Preheat your oven to 375°F (190°C). Take a large bowl and combine the rice, chopped onion, minced garlic, grated zucchini, chopped herbs (parsley, mint, dill), 1/4 cup of olive oil, and a generous pinch of salt and pepper. Stir well to ensure the mixture is evenly distributed and fragrant.
Add the reserved tomato pulp to the rice mixture, mashing it slightly with a fork to incorporate. For a hint of warmth, sprinkle in the cinnamon, mixing thoroughly. This step gives Yemista its distinctive Greek flavour profile.
Fill each hollowed out tomato and bell pepper with the rice mixture, leaving about 1/2 inch of space at the top for the rice to expand as it cooks. Replace the tops of each tomato and pepper as a cover.
Arrange the stuffed vegetables upright in a baking dish.

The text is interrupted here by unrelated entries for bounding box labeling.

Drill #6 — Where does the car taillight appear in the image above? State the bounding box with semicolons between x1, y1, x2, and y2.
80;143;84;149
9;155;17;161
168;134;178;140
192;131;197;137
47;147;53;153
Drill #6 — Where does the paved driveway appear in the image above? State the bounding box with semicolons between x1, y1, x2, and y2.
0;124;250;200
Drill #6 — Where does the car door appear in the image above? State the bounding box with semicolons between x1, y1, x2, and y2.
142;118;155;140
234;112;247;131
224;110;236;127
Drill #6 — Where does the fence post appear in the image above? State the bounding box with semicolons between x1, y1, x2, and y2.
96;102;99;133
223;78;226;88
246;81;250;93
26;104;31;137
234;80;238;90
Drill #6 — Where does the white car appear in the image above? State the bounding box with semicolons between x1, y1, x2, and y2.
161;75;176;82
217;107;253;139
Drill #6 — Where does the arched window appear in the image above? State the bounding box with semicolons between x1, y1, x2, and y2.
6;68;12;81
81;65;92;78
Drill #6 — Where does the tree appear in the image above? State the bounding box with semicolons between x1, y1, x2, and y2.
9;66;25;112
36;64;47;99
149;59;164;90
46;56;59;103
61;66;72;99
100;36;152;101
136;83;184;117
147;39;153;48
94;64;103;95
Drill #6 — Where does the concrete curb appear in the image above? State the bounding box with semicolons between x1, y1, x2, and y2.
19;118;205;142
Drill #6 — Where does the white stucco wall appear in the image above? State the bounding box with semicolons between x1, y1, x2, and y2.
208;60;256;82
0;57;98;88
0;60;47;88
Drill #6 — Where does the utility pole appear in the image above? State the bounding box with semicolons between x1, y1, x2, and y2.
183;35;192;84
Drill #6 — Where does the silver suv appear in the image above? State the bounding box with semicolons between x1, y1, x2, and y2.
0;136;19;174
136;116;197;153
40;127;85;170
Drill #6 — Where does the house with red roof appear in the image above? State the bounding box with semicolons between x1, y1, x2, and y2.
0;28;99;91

Drizzle the remaining olive oil over the vegetables and season the tops lightly with a pinch of salt and pepper to enhance the final taste.

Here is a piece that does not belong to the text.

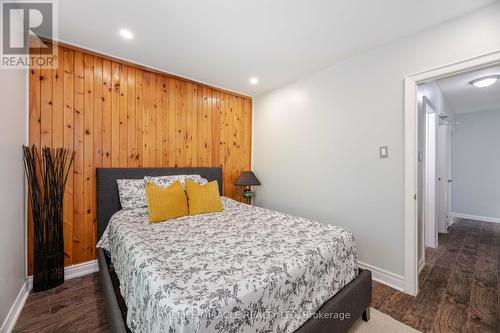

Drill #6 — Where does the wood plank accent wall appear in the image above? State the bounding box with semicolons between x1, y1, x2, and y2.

Pour the vegetable or chicken broth into the baking dish, around the stuffed vegetables. This liquid will help steam the vegetables, softening them and cooking the rice to a tender finish.
Cover the baking dish with aluminium foil to trap the steam and prevent the vegetables from drying out. Place the dish in the preheated oven and bake for 30 minutes to allow the flavours to meld and the rice to partially cook.
After 30 minutes, remove the foil, baste the vegetables with the cooking juices in the dish, and return to the oven, uncovered. Continue baking for an additional 20-25 minutes, or until the vegetables are tender, and the tops are slightly caramelized.
Serve the Yemista warm, garnished with additional chopped herbs if desired. Pair with a side of Greek yogurt or feta cheese for added creaminess, and enjoy alongside a slice of fresh bread to soak up the flavourful juices.